If all that Moyn means is that law schools should adopt a critical attitude toward current legal decisions and judicial holdings, then he is merely preaching to the choir. Law schools have been adopting that critical pose since the progressive era. But I suspect that Moyn means something deeper, which is that law schools must reject the rule of law itself. They must destroy the illusion that law exists apart from political power. Moyn thus advocates a variant of Trump’s perspective, which in turn chimes with familiar CLS critiques from decades ago. Foreseeing the dark times that lie before us, Moyn seems to say that law schools should teach that legality is the opiate of the people.

How should leaders in legal education respond to Moyn’s critique? I suggest we begin with the thought that law has both positive and normative dimensions. We are free critically to assert what the rule of law should normatively entail.
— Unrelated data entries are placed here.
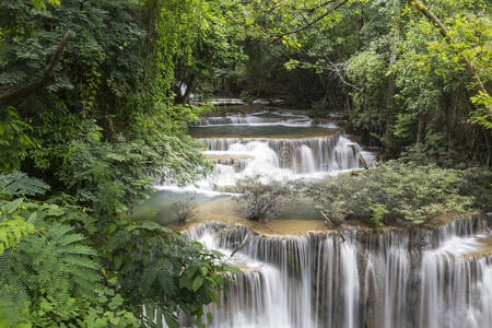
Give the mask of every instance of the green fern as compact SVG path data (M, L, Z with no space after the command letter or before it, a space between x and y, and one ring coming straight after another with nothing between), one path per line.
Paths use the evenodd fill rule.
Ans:
M0 255L20 243L23 236L34 232L34 225L16 214L23 201L23 198L13 201L0 200Z
M11 174L0 174L0 194L23 197L44 195L49 190L49 186L44 181L32 178L25 173L14 172Z
M78 316L71 311L74 297L94 300L104 290L96 251L73 230L58 222L45 224L0 256L0 284L28 295L35 323L50 326L50 320ZM63 316L57 317L60 314Z

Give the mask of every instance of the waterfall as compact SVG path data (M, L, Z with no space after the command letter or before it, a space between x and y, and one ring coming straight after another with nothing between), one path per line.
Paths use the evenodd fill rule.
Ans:
M489 218L490 219L490 218ZM409 234L345 230L260 236L201 223L187 234L244 268L210 327L492 327L492 253L484 216Z
M203 139L207 155L249 156L246 175L288 169L295 174L362 168L362 149L343 136L306 139Z

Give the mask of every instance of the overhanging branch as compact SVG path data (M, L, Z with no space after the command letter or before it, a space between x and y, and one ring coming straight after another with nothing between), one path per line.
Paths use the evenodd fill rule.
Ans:
M63 54L63 50L67 47L67 44L71 36L72 33L70 31L67 31L60 44L58 45L57 50L46 66L43 75L38 80L33 83L15 87L13 91L0 96L0 108L13 106L32 93L44 89L56 81L54 68L57 62L60 61L61 54Z

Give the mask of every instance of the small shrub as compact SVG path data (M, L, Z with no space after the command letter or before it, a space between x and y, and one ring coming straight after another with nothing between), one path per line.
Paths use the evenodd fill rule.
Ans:
M362 219L380 229L389 220L421 224L440 213L465 212L476 202L464 187L460 171L393 161L309 184L306 194L338 224Z
M172 204L173 211L176 213L176 219L179 223L185 223L195 215L195 208L197 203L191 199L178 200Z
M246 202L248 219L266 221L277 214L286 201L297 194L297 183L269 181L263 184L258 177L249 177L236 184L239 201Z

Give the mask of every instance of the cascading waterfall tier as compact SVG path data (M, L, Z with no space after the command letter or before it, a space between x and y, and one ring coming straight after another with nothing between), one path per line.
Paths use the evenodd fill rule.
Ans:
M207 145L204 155L215 163L214 172L185 188L157 177L160 189L212 195L210 191L229 190L247 177L262 183L319 179L363 168L363 162L374 159L373 153L363 151L343 134L343 128L336 121L315 121L301 112L262 110L206 117L190 133Z
M362 149L343 136L308 139L203 139L209 155L249 155L249 169L263 167L290 169L293 174L313 174L362 168ZM257 161L255 161L257 159ZM245 169L248 165L245 166Z
M490 220L490 218L489 218ZM260 236L202 223L187 233L244 268L210 327L492 327L492 254L484 215L434 230L345 230ZM489 244L490 247L490 244Z

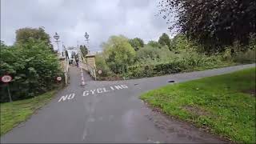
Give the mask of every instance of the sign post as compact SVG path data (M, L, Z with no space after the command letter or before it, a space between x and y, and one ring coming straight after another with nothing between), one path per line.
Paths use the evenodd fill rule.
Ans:
M13 102L12 98L11 98L11 95L10 95L10 88L9 88L9 82L13 79L13 78L11 78L10 75L4 75L1 78L1 81L4 83L7 84L7 91L8 91L8 95L9 95L9 99L10 102Z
But so long as the rule of law is positively embodied in state organizations like courts, its meaning is irretrievably linked to the actions of what Robert Cover once characterized as violent institutions.

I suggest that leaders in legal education will now be required sharply to distinguish positive from normative dimensions of the rule of law. Moyn intimates that in present circumstances normative commitments to the rule of law will merely distract from essential political action. But I regard this position as self-contradictory.  This is because political action in modernity always aims at the creation of institutions, and institutions must function according to the rule of law if they are to act fairly and effectively.

The challenge to law school leadership is therefore how to maintain a normative commitment to the rule of law when we can foresee that this commitment will everywhere be betrayed by the actions of the very positive legal institutions charged with implementing the rule of law.  This is not just a challenge for deans, but for all of us who seek in our teaching to inculcate respect for normative ideals of the rule of law.

But I do not know whether this ancient orientation is adequate to the crisis that will soon be upon us. In so many ways, the era of Trump pushes us toward a moral singularity.